B. was on vacation for seven weeks a little after passing probation.  Yes, you read that right, SEVEN WEEKS!  He has never taken off more than a week or two with the exception of our children being born.  We finally took that vacation to Europe, with two kids in tow.  It was amazing to have him around 24 hours a day exploring with our kids.  We will definitely need to go back, maybe without the kids.  We love them to pieces, but there were some things we could not enjoy with them there.  There's only so much of a museum our kids could take.  At the Louvre, they were more interested in the pools of water outside than the art inside. 

After Europe, we were off to Vegas with one of B.'s CHP roommates and his girlfriend.  We had planned this trips months ago and it happened to land on fight weekend.  The four of us had a blast.  We were missing the other two from our group, but hope to all get together next year.  B. and I hadn't been to Vegas in over six years and it was the first time ever I had been away from my kids for more than a day.  It was definitely weird for me to be away from them, but I enjoyed being able to do things I typically wouldn't or couldn't do with them.  We went out one night and didn't make it back to our hotel until the sun was coming up. 

I was spoiled that B. was off and at home.  It was an adjustment for all of us when he did go back to work.  Graveyard shift it was.  My days of being a "single" parent and the empty side of the bed returned.  Our normal without having B. at home was back.  The girls fell right back into their normal routine.  B. is able to take them to school in the morning and then come home to sleep.  We've been able to drop off dinner and see him in uniform since he's been back.  The excitement the girls have to see him at work is still there.  The light up each and every time. 

Another class graduates in under two weeks.  Congratulations to all the families.  Soak in this time.  It's just the beginning of this amazing ride. 

Thanks again for all the support and interest in this blog.  Never in my wildest dreams did I ever think I could reach out to so many people. 

-CHP Wife
Amynoellemaia@gmail.com

Monday, February 9, 2015

Are you OK?

It's great to hear from your Officer when they're able to check in during their shift.

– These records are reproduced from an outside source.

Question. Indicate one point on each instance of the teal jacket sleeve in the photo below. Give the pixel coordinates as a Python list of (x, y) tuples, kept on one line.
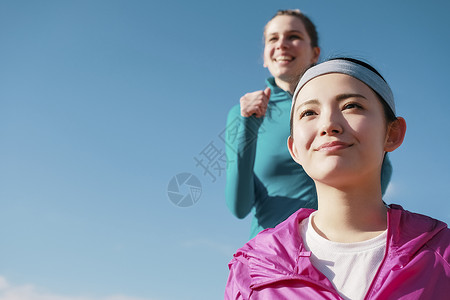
[(241, 136)]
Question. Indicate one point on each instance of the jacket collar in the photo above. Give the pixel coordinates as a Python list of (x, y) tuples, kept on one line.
[(278, 254)]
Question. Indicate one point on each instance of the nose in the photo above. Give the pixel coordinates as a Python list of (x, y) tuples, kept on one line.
[(282, 43), (331, 125)]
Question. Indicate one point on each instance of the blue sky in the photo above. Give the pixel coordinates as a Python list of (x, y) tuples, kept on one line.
[(103, 102)]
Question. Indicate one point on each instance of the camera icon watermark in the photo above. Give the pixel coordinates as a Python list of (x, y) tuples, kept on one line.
[(184, 190)]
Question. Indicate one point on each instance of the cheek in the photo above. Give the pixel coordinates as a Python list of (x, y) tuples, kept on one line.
[(303, 137)]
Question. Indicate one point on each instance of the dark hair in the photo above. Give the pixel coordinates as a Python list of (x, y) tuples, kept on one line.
[(309, 25), (388, 113)]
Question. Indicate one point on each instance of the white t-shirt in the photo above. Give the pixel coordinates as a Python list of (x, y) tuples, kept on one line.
[(350, 267)]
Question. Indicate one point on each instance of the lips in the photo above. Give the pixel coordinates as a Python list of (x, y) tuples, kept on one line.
[(284, 58), (333, 146)]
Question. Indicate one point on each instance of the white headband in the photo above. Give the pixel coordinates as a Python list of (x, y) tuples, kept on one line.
[(358, 71)]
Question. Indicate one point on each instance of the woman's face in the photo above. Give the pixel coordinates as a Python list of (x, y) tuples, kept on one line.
[(339, 130), (288, 52)]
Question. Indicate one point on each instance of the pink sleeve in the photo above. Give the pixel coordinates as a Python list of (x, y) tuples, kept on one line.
[(238, 284)]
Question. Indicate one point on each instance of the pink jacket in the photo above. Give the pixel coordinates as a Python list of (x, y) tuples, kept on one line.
[(275, 265)]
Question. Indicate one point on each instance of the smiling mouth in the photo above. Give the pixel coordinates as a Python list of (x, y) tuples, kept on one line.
[(333, 146), (284, 58)]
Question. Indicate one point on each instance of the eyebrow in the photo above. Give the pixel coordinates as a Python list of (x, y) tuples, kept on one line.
[(339, 98), (289, 31)]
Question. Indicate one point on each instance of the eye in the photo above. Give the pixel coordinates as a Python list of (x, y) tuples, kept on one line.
[(295, 37), (352, 105), (307, 113), (272, 39)]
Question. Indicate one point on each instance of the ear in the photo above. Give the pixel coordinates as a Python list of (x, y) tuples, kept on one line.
[(316, 53), (395, 134), (293, 150)]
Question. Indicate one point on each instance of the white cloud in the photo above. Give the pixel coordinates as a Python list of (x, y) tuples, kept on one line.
[(30, 292)]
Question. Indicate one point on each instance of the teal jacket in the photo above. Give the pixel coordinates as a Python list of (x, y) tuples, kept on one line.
[(262, 178)]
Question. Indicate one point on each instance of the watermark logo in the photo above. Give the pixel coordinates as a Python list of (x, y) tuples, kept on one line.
[(184, 190)]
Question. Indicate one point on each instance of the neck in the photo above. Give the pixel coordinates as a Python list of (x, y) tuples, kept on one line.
[(349, 215), (287, 85)]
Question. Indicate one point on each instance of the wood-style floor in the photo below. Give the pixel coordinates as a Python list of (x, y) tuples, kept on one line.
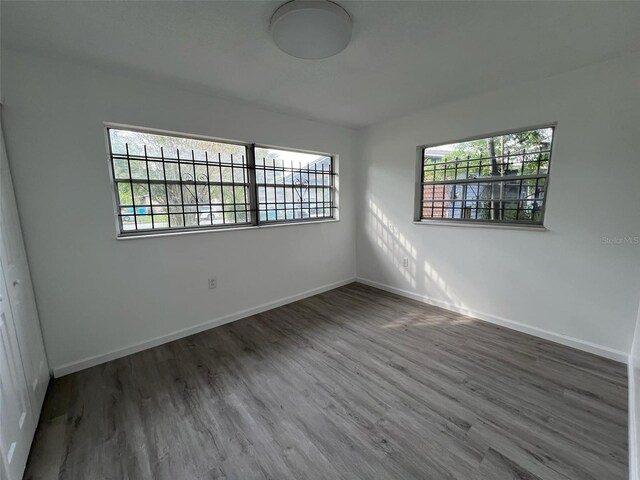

Just to say hello or good night. Not so great when your hear, "I've been in an accident. I'm ok. Watch the news. I gotta go."  I got one of those calls. You barely have time to process the words before he has to hang up. Millions of thoughts and images run through your head. Is he really ok? Or he is just saying that so I don't worry. 

I got on Twitter as fast as I could. The news stations had posts. There were pictures and even videos. The early posts had conflicting information. I tried texting B. back. I didn't hear back from him. 

I usually don't watch the nightly news, but I guess people still do. Around 10:00, I started receiving texts. That's not B., right? When I replied, Yes, the overwhelming answer was, "Oh my gosh!"

It was a very long and sleepless night. I couldn't sleep not hearing back from him and following the news on my phone. There was definitely an angel watching over him. We finally got to talk on the phone the next morning and I rushed home from work to see him before he left for work again. "Are you ok?"All I could do was hug him and hold back tears.